Sat 3 Jul 2010
So I open this nifty bottle of $20 cabernet from, say, Napa Valley and, let’s see, the alcohol is 14.5 to 15 percent, it has
dollops of merlot and cabernet franc and a touch of syrah — people are so clever nowadays! — it smells like vanilla-laced, toasty oak and cassis and, you know, it’s fine, just fine, but nothing very special or exciting. But, hey, we’re just talking about 20 bucks, so do we care?
Then I open this bottle of cabernet that costs $45 or $60 or $75 from, oh, just about anywhere but let’s say Tuscany, and the alcohol is 14.5 to 15 percent, it has dollops of merlot and cabernet franc and a touch of syrah — people are so clever nowadays! — it smells like vanilla-laced, toasty oak and cassis and, you know, it’s fine, just fine, but nothing very special or exciting. And, come on, we’re talking real money here, wine-wise.
I’m so tired of this crapola. I just want to pour out these damned wines. I’m tired of interchangeable cabernet-based wines that could have been made in Napa or Sonoma, Tuscany or Piedmont, Barossa or Coonawarra, Rapel or Mendoza or Walla Walla because they all look and smell and taste and feel the same. Lord, I’m so weary of carefully-calibrated, committee-made cabernets that toe the line of all the popular, 95-point conventions and cliches. Have mercy, I’m exhausted by the sleek, slick debut cabernets that cost $75 or $100 a bottle right out of the starting gate, with no track record except the promise of a winemaker’s name. Criminy, I’m sick unto death of the press releases that inform me in exalted, ecstatic tones of the owner’s vision and the winemaker’s passion and the integrity of the land and the absolute sustainable architectural treasureness of the winery.
And speaking of the integrity of the land, the notion of terroir and single-vineyard wines don’t matter a rat’s ass when the finished wine is sodden with oak and hot with alcohol. Don’t spin me the hype of how important yer little microclimate and soil and organic philosophy and vineyard practices are (not to mention all that vision and passion) when you clobber the wine with wood and eradicate any terroir-like character it might have had. What a waste!
So stop it. Right now.
Broken wine glass image from apartmenttherapy.com.
July 3rd, 2010 at 3:42 pm
Perfectly understandable POV, Fredric. You love wine, love its (potential) diversity, love how it can reflect place. For many wineries, however, the idea of making something unique is scary, because — they assume — most consumers don’t want to be surprised. So the wineries play it safe and turn out very well made varietal facsimiles. Then they attempt to differentiate it from their competitors with the marketing/PR, ironically (moronically) by saying the same old sh– everyone else is saying. Yep. Pretty sad state of affairs.
July 3rd, 2010 at 4:17 pm
thanks, Pete, you have summed up the situation exactly. and of course in other countries, they see what (they think) American consumers want and make their wines accordingly.
July 3rd, 2010 at 6:36 pm
We must be on the same samples list, ‘cepting I don’t get the expensive stuff
July 3rd, 2010 at 7:23 pm
It’s time you spent a few days in and around Walla Walla tasting cabs.

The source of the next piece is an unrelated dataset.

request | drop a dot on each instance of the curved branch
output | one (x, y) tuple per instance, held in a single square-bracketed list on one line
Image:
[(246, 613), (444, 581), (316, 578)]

July 4th, 2010 at 11:17 am
AMEN!!!!
July 4th, 2010 at 1:06 pm
ok, ok, Walla Walla fans, i get the idea, i get the idea!
July 5th, 2010 at 2:54 am
Great post, and true every word. For me the key element is acidity… So many of these wines are jammy and thick and syrupy. Give me a little zing on my red wines, not the fruit bomb blackberry syrup that makes an impact during 100-bottle blind-tastings!